Namun apa yang dipikirkan Bang Iding ternyata cukup nyata. "Anak-anak muda jangan sampai miskin karena menanam bambu," begitu selorohnya saat ditemui di kawasan hutan kota Sanggabuana Karang Tengah Jakarta Selatan, Sabtu 1 Mei 2021.

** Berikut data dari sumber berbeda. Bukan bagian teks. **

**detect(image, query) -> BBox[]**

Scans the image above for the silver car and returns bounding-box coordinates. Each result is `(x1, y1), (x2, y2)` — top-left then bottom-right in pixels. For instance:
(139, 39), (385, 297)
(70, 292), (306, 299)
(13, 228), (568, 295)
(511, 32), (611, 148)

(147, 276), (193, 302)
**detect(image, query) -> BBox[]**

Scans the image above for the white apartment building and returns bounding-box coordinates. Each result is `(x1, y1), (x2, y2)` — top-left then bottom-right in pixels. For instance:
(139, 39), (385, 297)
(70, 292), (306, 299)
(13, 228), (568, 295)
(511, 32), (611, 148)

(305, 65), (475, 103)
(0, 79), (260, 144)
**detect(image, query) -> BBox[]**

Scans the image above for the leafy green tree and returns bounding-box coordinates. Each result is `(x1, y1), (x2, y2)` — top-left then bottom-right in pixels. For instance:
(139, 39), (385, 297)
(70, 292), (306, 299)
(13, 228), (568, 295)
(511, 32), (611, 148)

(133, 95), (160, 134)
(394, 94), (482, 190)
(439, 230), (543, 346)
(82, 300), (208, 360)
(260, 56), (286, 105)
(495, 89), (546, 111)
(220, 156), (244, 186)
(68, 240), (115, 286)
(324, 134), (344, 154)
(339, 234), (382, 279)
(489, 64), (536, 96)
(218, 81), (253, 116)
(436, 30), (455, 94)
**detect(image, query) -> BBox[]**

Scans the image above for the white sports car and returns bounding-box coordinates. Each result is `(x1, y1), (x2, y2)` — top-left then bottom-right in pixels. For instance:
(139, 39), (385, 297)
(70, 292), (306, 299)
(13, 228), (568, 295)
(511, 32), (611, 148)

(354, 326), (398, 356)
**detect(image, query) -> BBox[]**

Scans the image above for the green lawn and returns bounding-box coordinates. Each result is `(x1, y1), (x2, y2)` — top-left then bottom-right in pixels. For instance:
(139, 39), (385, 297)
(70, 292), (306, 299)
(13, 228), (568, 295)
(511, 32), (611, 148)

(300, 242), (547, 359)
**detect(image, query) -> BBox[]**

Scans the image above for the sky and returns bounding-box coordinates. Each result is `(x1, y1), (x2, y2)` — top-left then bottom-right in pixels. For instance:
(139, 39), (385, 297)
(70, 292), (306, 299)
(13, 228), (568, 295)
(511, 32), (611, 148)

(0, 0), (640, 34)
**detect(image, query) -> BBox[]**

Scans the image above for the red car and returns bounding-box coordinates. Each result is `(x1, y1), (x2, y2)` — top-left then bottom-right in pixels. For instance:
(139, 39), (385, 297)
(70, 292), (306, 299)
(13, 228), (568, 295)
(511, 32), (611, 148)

Kemudian Bang Iding masuk ke rumah berdinding bambu itu dan keluar lagi dengan membawa beberapa potong arang bambu, briket arang berbahan dasar bambu, biji kopi segar dan satu kantong plastik biji kopi kering yang ditaruh di atas meja marmer yang ada diteras rumah itu.
Beberapa tahun lagi kita sudah tidak bisa mengandalkan arang kayu. "Kita harus menggantinya dengan arang bambu ini," ujarnya.Kita memproses lanjut arang ini menjadi briket arang. "Briket arang ini kalau dipakai untuk bahan bakar, apinya berwarna biru. Tak ada warna merah dan asap. Jadi ini baik untuk menjaga lingkungan," tambahnya.
Ajang Pinem, pensiunan birokrat pemda DKI Jakarta yang pagi itu ikut hadir di Sanggabuana juga menambahkan, bahwa spring bed yang dibuat dari serat bambu harganya lebih mahal. Bukan hanya itu, sprei dan korden hotel sekarang banyak yang menggunakan serat bambu. Biasanya terasa lebih dingin. Itu keunggulannya.
"Ini kopi Sunda harganya lebih mahal," katanya sambil mengambil kantong plastik berisi biji kopi kering itu.
Bang Iding mengatakan bahwa dengan menanam bambu ia sangat yakin bisa meningkatkan pendapatan warga di sekitarnya. Dengan pengolahan komponen-komponen bambu bisa ada nilai tambah yang bisa didapatkan warga.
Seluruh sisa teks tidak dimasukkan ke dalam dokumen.